Malam itu langit begitu indah, bertabur bintang yang berkilau lembut di antara awan tipis. Angin malam berhembus pelan, membawa aroma bunga dari taman sekitar restoran tempat pertemuan dijadwalkan. Meylin memandang langit sejenak dari dalam mobil, bibirnya melengkung kecil.
Entah kenapa, langit malam itu terasa menenangkan. Seolah memberi pertanda baik untuk pertemuan yang akan mengubah hidupnya.
Ia turun dari mobil dengan langkah tenang, mengenakan gaun sederhana berwarna biru muda, warna yang selalu membuatnya merasa damai. Restoran itu tidak terlalu mewah, tapi suasananya elegan dan hangat, cocok untuk pertemuan dua orang yang belum saling mengenal namun diikat oleh niat yang sama: perjodohan.

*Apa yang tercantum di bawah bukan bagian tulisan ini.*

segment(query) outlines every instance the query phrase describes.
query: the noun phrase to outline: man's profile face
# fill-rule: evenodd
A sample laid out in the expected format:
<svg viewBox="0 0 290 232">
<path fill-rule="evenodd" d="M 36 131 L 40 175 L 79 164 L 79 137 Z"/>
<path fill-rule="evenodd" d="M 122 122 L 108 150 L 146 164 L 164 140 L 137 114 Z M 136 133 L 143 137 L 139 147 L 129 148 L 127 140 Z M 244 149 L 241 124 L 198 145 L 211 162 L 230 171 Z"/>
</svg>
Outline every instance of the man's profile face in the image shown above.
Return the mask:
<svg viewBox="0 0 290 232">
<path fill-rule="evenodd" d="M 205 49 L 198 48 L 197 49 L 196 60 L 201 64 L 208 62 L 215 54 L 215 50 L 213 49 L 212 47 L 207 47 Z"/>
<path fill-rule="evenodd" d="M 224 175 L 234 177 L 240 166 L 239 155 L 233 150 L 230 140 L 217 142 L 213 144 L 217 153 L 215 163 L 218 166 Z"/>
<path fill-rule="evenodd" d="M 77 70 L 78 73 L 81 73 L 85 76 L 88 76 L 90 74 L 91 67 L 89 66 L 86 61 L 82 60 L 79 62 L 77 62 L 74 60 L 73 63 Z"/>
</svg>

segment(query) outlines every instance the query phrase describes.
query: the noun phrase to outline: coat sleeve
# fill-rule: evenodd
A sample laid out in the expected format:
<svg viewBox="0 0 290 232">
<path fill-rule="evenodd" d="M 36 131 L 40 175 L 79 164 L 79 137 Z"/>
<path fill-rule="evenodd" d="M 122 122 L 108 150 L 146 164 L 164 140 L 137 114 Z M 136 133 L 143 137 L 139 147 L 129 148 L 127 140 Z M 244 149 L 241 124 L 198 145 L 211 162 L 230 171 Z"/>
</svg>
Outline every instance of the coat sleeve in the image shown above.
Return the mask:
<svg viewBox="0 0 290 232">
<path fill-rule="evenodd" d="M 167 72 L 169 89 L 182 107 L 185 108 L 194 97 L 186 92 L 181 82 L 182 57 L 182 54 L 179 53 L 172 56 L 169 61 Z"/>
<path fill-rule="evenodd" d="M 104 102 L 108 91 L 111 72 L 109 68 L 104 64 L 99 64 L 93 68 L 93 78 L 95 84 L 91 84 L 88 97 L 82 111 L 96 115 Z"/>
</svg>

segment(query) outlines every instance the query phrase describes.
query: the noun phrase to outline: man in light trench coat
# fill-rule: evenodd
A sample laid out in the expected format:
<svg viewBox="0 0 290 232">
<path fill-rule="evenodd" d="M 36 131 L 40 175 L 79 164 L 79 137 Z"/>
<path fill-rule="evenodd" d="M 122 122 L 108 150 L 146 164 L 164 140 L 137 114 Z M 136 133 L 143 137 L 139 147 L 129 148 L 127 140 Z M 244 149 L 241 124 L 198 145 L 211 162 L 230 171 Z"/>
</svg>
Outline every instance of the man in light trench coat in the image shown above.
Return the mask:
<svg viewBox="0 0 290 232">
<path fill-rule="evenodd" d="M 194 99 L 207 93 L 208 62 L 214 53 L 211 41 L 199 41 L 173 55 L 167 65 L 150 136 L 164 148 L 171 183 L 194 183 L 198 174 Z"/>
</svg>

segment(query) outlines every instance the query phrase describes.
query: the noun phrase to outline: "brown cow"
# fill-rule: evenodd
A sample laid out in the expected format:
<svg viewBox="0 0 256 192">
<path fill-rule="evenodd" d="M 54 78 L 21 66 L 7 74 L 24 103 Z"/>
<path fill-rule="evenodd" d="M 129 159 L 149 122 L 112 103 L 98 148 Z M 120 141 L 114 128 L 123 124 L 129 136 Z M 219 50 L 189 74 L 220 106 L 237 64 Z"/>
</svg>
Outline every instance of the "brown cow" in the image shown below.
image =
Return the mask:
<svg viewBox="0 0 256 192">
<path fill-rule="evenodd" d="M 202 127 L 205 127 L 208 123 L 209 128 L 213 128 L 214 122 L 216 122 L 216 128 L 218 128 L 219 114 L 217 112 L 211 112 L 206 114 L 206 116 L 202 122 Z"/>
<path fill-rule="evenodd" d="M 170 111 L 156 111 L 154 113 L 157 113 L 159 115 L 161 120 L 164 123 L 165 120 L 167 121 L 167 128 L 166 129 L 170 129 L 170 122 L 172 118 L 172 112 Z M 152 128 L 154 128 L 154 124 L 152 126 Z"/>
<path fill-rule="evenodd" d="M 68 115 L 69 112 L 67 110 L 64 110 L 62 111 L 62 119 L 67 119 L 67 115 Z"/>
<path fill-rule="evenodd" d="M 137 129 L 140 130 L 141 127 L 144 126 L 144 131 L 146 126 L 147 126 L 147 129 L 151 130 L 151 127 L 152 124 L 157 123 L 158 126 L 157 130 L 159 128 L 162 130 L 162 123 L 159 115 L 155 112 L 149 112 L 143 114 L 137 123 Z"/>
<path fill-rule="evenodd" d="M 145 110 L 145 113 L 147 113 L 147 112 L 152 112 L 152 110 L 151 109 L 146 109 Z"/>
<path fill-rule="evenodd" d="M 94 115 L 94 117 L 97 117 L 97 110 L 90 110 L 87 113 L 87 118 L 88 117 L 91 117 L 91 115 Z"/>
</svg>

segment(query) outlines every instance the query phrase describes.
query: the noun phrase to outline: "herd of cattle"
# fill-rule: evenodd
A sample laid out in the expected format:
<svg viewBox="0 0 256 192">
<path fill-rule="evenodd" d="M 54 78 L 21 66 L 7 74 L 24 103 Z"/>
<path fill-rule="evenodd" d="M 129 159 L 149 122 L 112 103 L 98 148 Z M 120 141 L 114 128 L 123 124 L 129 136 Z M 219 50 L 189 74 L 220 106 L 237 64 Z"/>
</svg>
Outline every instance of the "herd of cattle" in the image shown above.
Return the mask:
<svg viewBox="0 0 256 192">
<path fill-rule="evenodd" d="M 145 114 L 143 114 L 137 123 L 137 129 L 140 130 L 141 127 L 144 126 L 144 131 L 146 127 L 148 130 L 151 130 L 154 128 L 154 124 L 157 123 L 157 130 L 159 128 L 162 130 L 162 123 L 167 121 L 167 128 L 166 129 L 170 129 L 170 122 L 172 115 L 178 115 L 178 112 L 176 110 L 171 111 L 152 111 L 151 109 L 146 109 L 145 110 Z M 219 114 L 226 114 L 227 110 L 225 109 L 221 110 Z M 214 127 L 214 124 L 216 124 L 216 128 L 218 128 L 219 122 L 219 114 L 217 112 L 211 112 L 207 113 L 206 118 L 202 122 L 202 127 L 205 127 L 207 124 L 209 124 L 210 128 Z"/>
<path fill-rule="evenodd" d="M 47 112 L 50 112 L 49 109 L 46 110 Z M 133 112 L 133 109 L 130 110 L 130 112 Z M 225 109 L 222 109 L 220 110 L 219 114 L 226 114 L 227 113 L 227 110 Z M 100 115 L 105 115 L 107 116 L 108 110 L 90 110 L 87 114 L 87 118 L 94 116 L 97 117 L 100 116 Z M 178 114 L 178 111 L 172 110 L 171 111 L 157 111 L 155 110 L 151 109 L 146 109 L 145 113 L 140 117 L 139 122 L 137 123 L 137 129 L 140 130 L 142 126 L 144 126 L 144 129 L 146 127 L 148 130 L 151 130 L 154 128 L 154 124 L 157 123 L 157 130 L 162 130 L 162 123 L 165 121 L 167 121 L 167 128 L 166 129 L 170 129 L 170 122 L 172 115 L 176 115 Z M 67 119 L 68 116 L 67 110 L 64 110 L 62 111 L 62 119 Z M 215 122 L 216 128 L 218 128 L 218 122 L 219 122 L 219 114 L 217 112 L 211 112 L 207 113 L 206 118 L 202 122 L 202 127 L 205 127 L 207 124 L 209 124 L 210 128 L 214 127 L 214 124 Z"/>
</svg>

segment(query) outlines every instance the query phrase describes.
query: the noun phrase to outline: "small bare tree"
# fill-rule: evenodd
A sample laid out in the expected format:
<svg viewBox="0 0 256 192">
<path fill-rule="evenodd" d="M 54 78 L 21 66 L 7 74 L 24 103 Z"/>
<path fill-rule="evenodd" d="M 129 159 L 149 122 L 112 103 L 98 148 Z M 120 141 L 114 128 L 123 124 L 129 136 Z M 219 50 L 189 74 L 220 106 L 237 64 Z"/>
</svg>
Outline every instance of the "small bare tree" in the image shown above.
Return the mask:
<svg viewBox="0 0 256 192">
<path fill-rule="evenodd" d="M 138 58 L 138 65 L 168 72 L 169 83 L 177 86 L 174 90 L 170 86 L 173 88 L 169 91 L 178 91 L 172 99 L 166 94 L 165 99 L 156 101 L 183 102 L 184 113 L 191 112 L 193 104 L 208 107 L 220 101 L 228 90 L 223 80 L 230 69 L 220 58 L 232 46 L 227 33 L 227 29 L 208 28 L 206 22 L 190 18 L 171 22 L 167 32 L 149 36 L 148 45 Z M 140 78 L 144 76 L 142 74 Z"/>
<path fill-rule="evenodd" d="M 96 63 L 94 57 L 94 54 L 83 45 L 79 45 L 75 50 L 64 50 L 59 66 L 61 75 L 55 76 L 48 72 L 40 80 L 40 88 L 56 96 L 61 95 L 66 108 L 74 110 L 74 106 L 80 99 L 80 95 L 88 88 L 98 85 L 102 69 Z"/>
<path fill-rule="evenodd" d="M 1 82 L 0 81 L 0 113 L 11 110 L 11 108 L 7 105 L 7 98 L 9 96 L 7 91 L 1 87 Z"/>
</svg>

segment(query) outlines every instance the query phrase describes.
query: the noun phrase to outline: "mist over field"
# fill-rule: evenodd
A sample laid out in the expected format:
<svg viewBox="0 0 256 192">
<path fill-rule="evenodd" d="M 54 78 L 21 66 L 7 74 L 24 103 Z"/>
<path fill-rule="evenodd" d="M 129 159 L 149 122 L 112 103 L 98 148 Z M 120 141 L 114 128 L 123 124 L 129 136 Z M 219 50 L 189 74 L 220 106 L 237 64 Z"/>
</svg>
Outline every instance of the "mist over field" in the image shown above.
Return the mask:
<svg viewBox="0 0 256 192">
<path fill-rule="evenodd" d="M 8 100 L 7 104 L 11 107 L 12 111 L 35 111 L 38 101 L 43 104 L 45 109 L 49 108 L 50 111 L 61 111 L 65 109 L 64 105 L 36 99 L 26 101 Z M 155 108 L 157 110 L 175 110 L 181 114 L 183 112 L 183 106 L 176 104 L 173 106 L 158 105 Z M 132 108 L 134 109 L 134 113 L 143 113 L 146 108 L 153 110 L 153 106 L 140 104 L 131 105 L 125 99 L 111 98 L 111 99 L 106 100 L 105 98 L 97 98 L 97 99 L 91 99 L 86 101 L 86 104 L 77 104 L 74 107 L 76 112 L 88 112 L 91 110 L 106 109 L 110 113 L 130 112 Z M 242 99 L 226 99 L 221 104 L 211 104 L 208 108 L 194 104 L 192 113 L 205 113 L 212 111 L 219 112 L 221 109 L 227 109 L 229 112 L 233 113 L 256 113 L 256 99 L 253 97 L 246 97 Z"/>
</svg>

Saat melangkah masuk, Meylin sempat menoleh ke sekitar. Beberapa pasangan tampak berbincang hangat, sementara pelayan menyambutnya dengan senyum ramah. Ia memeriksa jam di pergelangan tangannya, baru pukul tujuh lewat lima belas.
Ternyata ia datang lebih cepat dari waktu yang dijanjikan.
Senyumnya muncul lagi, kali ini disertai tawa kecil yang hanya terdengar oleh dirinya sendiri.
“Seperti biasa, aku terlalu cepat,” gumamnya pelan.
Namun ia memang lebih suka begitu. Sejak lama, Meylin memegang prinsip: lebih baik datang lebih awal daripada membuat orang lain menunggu. Kebiasaan yang terbentuk selama bertahun-tahun di luar negeri, di mana menghargai waktu adalah bentuk menghargai orang lain.
Sambil menunggu, ia duduk di meja yang sudah dipesankan ibunya, menghadap jendela besar yang memperlihatkan pemandangan malam kota. Lampu-lampu jalan tampak berpendar lembut, berpadu dengan gemintang di langit.
Sesekali ia menyesap air putih yang disajikan, mencoba menenangkan diri. Ada sedikit gugup yang sulit dihindari. Bagaimanapun, malam ini ia akan bertemu pria yang mungkin akan menjadi suaminya.
Pikirannya sempat melayang. Bagaimana sosoknya di dunia nyata? Apakah masih sama seperti di foto itu? Apakah ia masih memiliki sorot mata yang tenang seperti dulu, saat menyelamatkanku di sungai itu? Apakah dia masih mengenaliku?
Meylin menatap pintu masuk restoran. Setiap kali seseorang masuk, dadanya berdebar sedikit lebih cepat, namun belum juga sosok yang ia tunggu muncul.
Ia menarik napas panjang, lalu tersenyum tipis.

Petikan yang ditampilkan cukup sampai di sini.